Flores was taking swings in the indoor batting cage, thinking that there was no guarantee that Isringhausen would be back on the mound after the delay. Isringhausen did return, but Flores had a game plan: Look for the fastball on the outside part of the plate.
"When I saw him, I knew what he could throw," Flores said. "That's why I was ready to hit."
Flores battled, working the count to 3-2, but on the eighth pitch of the at-bat, he popped up to second baseman Adam Kennedy to end the game.
"I was looking to get the hit," Flores said. "I missed that pitch. That's why I was upset."
The reason the Nationals were behind the eight ball was the struggles of right-hander Levale Speigner. One thing is obvious about him: He is not a starter. He proved that once again on Saturday night.
Speigner, a quality long reliever, was put in Washington's rotation because right-hander Shawn Hill was placed on the disabled list with a sore left shoulder and right elbow on May 14.

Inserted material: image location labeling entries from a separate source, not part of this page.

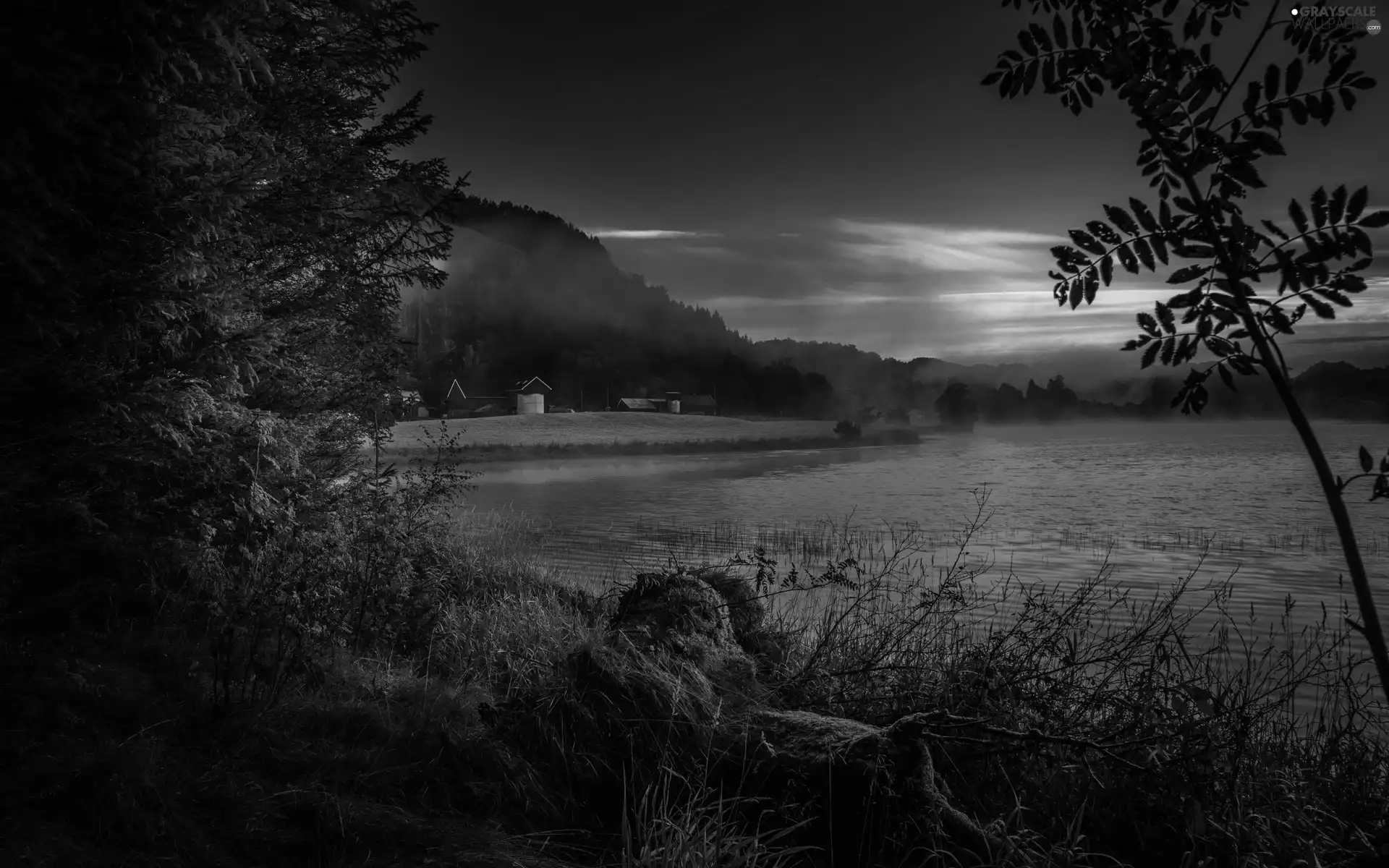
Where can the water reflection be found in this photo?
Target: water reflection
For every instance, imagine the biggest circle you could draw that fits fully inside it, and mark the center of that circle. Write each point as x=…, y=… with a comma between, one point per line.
x=1066, y=499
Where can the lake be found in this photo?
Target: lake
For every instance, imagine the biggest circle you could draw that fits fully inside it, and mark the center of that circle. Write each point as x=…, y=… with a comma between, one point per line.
x=1066, y=498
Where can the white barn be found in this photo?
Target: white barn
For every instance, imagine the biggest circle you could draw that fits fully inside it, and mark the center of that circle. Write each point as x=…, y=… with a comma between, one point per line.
x=531, y=395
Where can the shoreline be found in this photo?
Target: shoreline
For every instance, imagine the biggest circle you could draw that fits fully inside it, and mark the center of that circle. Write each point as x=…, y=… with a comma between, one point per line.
x=510, y=451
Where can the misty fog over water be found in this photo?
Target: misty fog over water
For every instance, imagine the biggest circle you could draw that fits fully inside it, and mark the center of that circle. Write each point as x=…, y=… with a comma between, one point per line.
x=1063, y=498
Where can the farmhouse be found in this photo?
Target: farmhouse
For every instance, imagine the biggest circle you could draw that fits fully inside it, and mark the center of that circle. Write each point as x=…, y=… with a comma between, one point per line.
x=412, y=406
x=699, y=404
x=531, y=395
x=460, y=406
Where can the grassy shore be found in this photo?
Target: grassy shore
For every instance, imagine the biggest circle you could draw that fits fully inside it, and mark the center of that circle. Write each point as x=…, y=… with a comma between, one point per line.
x=619, y=434
x=381, y=691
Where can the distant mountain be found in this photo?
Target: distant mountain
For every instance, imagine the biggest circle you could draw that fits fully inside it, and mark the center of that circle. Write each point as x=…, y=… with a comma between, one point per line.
x=531, y=295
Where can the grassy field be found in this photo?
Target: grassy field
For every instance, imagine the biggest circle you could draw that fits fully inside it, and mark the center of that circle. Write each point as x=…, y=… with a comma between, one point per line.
x=561, y=434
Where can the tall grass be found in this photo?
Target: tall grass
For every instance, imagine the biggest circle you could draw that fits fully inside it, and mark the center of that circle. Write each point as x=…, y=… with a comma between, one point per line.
x=391, y=688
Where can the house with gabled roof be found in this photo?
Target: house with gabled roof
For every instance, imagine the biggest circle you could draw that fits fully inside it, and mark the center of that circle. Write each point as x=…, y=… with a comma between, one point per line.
x=531, y=395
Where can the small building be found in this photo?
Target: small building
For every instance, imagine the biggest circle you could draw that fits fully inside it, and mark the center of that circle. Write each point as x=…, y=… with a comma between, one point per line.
x=531, y=395
x=413, y=406
x=697, y=404
x=456, y=400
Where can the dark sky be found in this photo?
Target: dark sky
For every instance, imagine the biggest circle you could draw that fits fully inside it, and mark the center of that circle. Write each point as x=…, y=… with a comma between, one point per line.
x=831, y=171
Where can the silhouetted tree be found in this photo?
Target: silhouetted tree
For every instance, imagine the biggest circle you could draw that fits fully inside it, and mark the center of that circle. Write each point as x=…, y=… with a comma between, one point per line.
x=1202, y=163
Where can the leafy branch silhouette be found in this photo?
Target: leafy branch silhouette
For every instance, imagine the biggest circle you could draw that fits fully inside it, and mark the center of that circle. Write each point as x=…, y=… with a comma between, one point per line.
x=1202, y=163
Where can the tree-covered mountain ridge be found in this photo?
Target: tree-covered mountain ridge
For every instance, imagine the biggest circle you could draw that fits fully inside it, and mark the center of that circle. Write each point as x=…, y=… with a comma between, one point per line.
x=532, y=295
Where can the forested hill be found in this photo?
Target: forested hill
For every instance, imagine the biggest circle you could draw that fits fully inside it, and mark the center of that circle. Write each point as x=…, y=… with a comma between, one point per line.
x=530, y=295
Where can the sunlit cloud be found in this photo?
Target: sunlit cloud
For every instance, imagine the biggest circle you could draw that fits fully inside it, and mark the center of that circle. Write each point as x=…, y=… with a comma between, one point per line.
x=934, y=247
x=645, y=234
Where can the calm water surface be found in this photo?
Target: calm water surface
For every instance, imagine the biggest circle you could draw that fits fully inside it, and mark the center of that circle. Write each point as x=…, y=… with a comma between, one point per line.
x=1064, y=499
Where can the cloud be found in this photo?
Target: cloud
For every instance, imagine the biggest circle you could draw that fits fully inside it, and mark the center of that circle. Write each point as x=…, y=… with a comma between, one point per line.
x=645, y=234
x=935, y=247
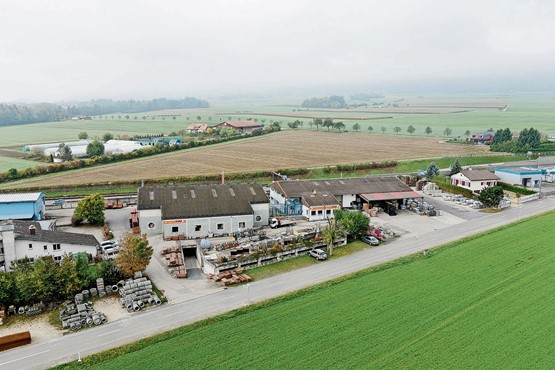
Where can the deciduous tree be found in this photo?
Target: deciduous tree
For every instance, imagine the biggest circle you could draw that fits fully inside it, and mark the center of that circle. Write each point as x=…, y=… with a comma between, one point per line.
x=135, y=254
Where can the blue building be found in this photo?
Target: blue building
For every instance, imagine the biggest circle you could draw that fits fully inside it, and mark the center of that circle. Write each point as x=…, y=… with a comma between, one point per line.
x=24, y=206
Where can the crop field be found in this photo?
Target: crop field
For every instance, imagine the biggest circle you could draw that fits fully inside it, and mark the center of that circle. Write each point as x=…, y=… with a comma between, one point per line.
x=288, y=149
x=484, y=303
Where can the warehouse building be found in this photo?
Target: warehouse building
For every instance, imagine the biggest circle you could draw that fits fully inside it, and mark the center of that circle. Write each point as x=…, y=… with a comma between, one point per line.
x=316, y=199
x=198, y=211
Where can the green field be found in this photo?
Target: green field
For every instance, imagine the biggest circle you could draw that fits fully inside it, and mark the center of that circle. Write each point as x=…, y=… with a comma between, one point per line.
x=485, y=302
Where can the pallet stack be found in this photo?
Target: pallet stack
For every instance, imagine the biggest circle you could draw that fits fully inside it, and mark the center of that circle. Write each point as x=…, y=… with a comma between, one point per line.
x=173, y=257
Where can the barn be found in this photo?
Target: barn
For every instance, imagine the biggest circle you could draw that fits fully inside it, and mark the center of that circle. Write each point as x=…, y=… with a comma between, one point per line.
x=22, y=206
x=316, y=199
x=198, y=211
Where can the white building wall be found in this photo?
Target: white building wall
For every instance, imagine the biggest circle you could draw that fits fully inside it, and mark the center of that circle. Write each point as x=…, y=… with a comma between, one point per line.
x=150, y=221
x=261, y=214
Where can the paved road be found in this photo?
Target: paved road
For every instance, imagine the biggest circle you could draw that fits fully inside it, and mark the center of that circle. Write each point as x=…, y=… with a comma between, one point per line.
x=86, y=342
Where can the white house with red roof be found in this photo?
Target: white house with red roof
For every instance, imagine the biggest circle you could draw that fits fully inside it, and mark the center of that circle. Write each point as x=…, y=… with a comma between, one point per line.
x=474, y=180
x=242, y=126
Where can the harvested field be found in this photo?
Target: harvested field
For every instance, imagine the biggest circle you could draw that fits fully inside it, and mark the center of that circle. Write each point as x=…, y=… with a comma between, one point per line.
x=288, y=149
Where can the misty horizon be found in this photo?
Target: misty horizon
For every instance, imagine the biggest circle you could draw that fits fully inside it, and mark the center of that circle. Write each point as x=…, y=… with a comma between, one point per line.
x=75, y=51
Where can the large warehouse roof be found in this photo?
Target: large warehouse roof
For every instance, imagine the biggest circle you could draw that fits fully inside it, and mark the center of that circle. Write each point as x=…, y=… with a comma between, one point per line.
x=361, y=185
x=179, y=202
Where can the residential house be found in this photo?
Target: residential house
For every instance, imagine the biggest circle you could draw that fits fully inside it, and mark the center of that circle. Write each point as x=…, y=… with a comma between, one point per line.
x=474, y=180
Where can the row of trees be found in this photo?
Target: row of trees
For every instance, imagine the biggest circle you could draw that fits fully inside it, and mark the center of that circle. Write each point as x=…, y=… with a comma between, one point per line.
x=17, y=114
x=334, y=101
x=527, y=140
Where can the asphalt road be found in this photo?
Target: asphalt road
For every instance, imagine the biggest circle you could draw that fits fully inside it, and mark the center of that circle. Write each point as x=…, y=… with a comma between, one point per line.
x=147, y=323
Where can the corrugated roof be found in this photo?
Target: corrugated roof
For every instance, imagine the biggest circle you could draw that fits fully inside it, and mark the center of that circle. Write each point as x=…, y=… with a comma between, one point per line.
x=338, y=187
x=241, y=124
x=321, y=198
x=21, y=229
x=475, y=175
x=19, y=197
x=201, y=200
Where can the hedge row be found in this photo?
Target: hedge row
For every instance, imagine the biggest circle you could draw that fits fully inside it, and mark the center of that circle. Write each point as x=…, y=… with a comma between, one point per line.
x=359, y=166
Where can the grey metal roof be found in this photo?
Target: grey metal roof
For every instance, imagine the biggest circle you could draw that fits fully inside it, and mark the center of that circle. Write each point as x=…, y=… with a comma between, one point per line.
x=19, y=197
x=21, y=229
x=319, y=198
x=178, y=202
x=338, y=187
x=475, y=175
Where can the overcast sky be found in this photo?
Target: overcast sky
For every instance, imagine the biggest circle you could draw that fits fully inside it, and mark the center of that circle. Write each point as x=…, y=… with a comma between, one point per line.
x=68, y=49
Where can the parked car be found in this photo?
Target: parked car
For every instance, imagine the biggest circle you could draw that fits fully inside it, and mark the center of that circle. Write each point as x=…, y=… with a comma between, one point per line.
x=318, y=254
x=370, y=240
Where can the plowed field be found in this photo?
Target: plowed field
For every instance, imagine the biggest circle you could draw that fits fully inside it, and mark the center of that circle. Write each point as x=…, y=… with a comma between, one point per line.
x=289, y=149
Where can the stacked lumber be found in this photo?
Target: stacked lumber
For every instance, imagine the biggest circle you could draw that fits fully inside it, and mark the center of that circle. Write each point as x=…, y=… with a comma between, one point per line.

In his third start of the season, Speigner lasted just 3 1/3 innings, giving up eight runs on eight hits. In his three starts, Speigner has yet to go past the fourth inning.
He was given a 1-0 lead in the first inning, thanks to a Ryan Church RBI single, but the Cardinals took the lead for good in the bottom of the frame, when Jim Edmonds hit a two-run single.
In the fourth inning, the Cardinals made it an 8-1 game by scoring five runs.
Acta went so far as to say that the Nationals will reevaluate Speigner's role in the rotation and may have to look elsewhere. Speigner is a Rule 5 Draft pick, so it's highly unlikely that he will go to the Minor Leagues or be sent back to the Twins. The likely scenario is have him return to the bullpen.
The only other reliever on the 25-man roster who could start is Billy Traber, but Acta feels that Traber is best suited to be a reliever. Traber was unsuccessful as a starter for Washington last year.
"It was not a very good outing. Speigner put a lot pf stress to our bullpen," Acta said. "We have five days, and we have to address the situation and see what the alternative will be."
Three Washington relievers -- Traber, Winston Abreu and Ray King -- combined to prevent the game from being a complete blowout, shutting out the Cardinals for 4 2/3 innings.